Toxic shock syndrome (TSS) can affect men, women, and children. Most people who get TSS are in good health before they become ill. The illness usually develops rapidly. And most people become much sicker than would be expected if they simply had the flu or another minor infection. This can be a life-threatening illness, so immediate medical treatment in a hospital is always needed.
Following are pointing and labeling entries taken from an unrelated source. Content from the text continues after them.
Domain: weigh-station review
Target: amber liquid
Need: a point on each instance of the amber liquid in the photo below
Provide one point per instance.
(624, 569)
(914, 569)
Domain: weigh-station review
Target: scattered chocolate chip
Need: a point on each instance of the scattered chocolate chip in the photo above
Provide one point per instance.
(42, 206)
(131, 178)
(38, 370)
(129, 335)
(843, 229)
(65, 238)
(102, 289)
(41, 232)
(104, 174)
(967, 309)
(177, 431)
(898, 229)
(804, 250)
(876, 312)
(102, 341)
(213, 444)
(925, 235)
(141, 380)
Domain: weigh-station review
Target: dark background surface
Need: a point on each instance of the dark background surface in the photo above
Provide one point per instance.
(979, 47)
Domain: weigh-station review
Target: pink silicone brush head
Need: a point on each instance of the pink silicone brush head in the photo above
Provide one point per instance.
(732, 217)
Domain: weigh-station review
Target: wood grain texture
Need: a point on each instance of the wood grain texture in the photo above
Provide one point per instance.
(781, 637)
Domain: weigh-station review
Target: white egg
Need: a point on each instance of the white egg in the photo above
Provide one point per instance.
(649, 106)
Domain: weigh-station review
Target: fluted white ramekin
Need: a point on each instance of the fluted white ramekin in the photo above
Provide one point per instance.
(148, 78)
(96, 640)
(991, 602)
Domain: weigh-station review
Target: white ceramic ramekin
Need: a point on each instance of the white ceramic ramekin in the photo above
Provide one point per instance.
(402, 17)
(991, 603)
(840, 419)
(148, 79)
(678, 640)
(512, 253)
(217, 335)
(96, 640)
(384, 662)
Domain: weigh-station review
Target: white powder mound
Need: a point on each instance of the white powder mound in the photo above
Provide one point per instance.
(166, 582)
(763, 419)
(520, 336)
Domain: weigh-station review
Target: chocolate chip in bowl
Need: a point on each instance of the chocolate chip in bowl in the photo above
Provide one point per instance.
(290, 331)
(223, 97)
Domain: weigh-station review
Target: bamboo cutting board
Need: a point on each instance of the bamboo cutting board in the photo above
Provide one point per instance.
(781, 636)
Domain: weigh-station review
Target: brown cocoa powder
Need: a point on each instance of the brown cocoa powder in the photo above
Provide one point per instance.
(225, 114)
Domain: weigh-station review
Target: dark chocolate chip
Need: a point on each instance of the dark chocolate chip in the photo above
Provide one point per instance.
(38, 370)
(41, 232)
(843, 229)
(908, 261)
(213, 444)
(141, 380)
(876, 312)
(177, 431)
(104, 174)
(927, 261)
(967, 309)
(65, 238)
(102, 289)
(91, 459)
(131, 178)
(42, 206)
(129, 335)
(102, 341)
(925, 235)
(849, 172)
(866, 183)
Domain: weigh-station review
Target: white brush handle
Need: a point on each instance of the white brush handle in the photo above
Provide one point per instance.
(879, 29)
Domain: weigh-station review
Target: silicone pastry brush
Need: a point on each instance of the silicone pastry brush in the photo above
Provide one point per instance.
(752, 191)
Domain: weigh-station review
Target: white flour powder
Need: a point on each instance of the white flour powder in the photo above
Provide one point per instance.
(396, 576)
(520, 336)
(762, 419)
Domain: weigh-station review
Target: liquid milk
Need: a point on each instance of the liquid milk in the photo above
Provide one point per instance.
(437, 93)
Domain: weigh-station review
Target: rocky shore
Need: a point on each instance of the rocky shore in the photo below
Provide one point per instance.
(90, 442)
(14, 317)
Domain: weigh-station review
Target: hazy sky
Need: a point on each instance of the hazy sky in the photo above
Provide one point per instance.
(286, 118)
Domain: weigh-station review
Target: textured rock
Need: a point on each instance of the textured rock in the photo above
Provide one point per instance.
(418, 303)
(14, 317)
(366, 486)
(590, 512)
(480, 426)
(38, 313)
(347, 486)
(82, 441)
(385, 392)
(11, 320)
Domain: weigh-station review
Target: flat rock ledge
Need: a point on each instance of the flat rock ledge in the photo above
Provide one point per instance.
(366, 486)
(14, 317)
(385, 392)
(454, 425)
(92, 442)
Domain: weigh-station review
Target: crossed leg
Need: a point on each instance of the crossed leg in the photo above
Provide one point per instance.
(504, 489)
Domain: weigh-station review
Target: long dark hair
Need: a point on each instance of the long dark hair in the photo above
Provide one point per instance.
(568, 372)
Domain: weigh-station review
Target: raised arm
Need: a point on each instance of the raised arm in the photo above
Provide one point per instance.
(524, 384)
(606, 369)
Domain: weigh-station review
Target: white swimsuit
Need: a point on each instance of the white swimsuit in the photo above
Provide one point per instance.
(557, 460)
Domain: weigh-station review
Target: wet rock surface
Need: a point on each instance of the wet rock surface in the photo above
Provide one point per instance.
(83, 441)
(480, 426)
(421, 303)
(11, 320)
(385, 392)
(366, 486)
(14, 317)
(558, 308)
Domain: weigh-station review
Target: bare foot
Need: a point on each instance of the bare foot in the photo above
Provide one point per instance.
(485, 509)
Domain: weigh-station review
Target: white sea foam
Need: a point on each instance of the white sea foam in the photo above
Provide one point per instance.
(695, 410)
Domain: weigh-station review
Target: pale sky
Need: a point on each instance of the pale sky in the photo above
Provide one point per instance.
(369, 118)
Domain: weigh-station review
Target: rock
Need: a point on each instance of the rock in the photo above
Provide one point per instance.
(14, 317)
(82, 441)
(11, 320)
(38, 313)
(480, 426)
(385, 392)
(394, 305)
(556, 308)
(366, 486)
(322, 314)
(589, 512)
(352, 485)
Most cases of TSS that people have heard about have been related to women using tampons, which is called menstrual TSS. Young women ages 15 to 24 are affected most often.1
Nonmenstrual TSS can follow outbreaks of the flu or be a rare complication of chickenpox. About half of the people who develop TSS have nonmenstrual TSS. Nonmenstrual TSS may be related to a history of antibiotic use. It is most likely to develop in women who are in the hospital after childbirth or a surgical procedure.2
Menstrual TSS has declined since women have become more aware of the direct relation of TSS with tampon use. Also, certain extremely absorbent tampons are no longer available, which means that a woman must change a tampon more often. This reduces the risk for TSS.
While menstrual TSS cases have decreased, nonmenstrual TSS continues to occur at a steady rate.
- Reingold AL (2008). Toxic shock syndrome (staphylococcoal). In RB Wallace et al., eds., Wallace/Maxcy-Rosenau-Last Public Health and Preventive Medicine, 15th ed., pp. 483–499. New York: McGraw-Hill Medical.
- Suen J, et al. (2009). Toxic shock syndrome. In RD Feigin et al., eds., Feigin and Cherry's Textbook of Pediatric Infectious Diseases, 6th ed., vol. 1, pp. 862–884. Philadelphia: Saunders Elsevier.